Sometimes, however, you flat-out plummet.

Players like Michigan State’s Deyonta Davis, Kentucky’s Tyler Ulis, Maryland’s Diamond Stone and Notre Dame’s Demetrius Jackson were all expected to go in the mid-to-late first round.

In Davis’ case, the lottery.

What ended up happening was a whole different story.

All four players were taken in the second round, which doesn’t seem like much of a difference at first glance, but when it comes to the loss in contract negotiating ability really manifests itself.

As usual, though, ESPN’s college basketball analyst Jay Bilas came to the defense of college kids, arguing NBA teams should “draft and stash” their players back in college instead of in Europe, much like the NHL and, to an extent, the MLB allow.

Here’s his tweet:

NCAA needs to wake up. Let players come back AFTER the draft, let NBA teams "draft and stash" players IN COLLEGE. It's done in other sports!

— Jay Bilas (@JayBilas) June 24, 2016

A response to Bilas’ tweet pointed out the unfortunate circumstances college athletes face as compared to the plight of European players.

https://twitter.com/Ben_The_Goodman/status/746348165461319680

Bilas responded with the following:

@Ben_The_Goodman "Fair" to players has never been the focus of the NCAA. Unfortunate.

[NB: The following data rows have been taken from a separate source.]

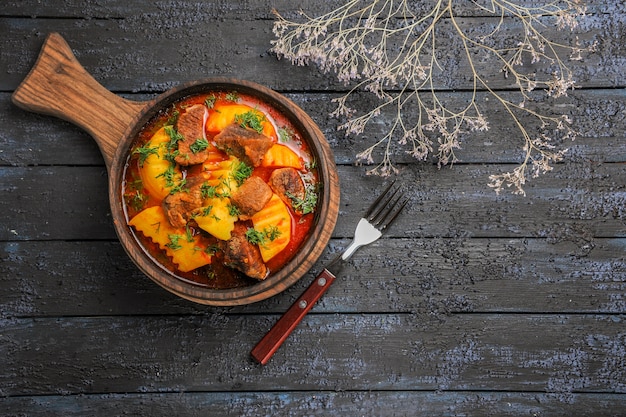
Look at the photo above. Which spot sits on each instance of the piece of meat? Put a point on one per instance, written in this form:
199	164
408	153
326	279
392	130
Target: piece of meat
288	185
251	197
190	126
242	255
246	144
179	206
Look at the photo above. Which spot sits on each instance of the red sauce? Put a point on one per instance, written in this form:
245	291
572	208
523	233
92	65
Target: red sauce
217	275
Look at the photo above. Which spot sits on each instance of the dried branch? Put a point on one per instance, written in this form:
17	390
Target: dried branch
355	42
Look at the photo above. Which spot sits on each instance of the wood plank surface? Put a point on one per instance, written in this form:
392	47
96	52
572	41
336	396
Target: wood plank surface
472	304
560	354
446	276
122	63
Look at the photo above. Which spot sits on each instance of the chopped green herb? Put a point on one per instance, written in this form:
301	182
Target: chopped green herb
285	134
199	145
251	120
233	210
261	238
232	96
307	204
210	191
210	101
145	151
173	243
211	249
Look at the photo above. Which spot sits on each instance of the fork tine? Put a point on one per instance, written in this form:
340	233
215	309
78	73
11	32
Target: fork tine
390	218
386	208
374	208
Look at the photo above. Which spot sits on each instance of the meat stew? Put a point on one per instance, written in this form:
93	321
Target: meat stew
220	189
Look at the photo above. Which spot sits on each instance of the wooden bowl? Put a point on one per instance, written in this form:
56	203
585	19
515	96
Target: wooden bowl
58	85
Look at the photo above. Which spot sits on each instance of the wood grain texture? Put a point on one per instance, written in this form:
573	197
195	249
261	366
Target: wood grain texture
472	304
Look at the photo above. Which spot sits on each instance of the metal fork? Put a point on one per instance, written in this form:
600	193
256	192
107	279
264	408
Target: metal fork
382	212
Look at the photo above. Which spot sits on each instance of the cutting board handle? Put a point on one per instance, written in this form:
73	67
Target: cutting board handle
58	85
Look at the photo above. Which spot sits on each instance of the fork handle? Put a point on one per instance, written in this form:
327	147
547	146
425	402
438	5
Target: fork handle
270	343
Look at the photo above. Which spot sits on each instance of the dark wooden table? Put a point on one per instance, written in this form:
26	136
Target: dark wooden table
473	304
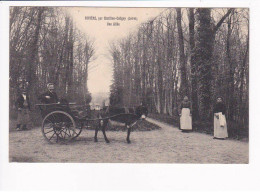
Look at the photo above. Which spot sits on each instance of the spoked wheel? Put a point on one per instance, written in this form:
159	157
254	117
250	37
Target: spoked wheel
58	127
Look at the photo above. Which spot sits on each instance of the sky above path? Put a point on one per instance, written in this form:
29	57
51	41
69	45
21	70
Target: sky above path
86	20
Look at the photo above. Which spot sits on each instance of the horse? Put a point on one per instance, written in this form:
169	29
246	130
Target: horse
126	116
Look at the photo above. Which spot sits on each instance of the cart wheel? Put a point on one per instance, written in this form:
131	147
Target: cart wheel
78	130
58	127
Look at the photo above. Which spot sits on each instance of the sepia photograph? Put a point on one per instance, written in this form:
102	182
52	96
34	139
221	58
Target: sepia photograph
129	84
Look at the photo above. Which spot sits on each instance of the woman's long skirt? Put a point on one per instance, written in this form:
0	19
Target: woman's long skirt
23	117
220	126
185	120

— Jay Bilas (@JayBilas) June 24, 2016

The NCAA has been, and always will be, put under intense scrutiny for the apparent prioritization of profits over the futures and best interests of their student-athletes.

European players are drafted by teams to stay in Europe and further hone their skills, all while getting paid handsomely by their clubs, whereas out-of-college draftees are expected to be NBA-ready or else they’re not seen as a risk worth it to NBA teams.

Bilas’ option allows the NCAA and NBA to put the best interests of college, and future NBA, athletes first while contributing to the quality and pool of talent in the game by allowing student-athletes to return to college to perfect their game.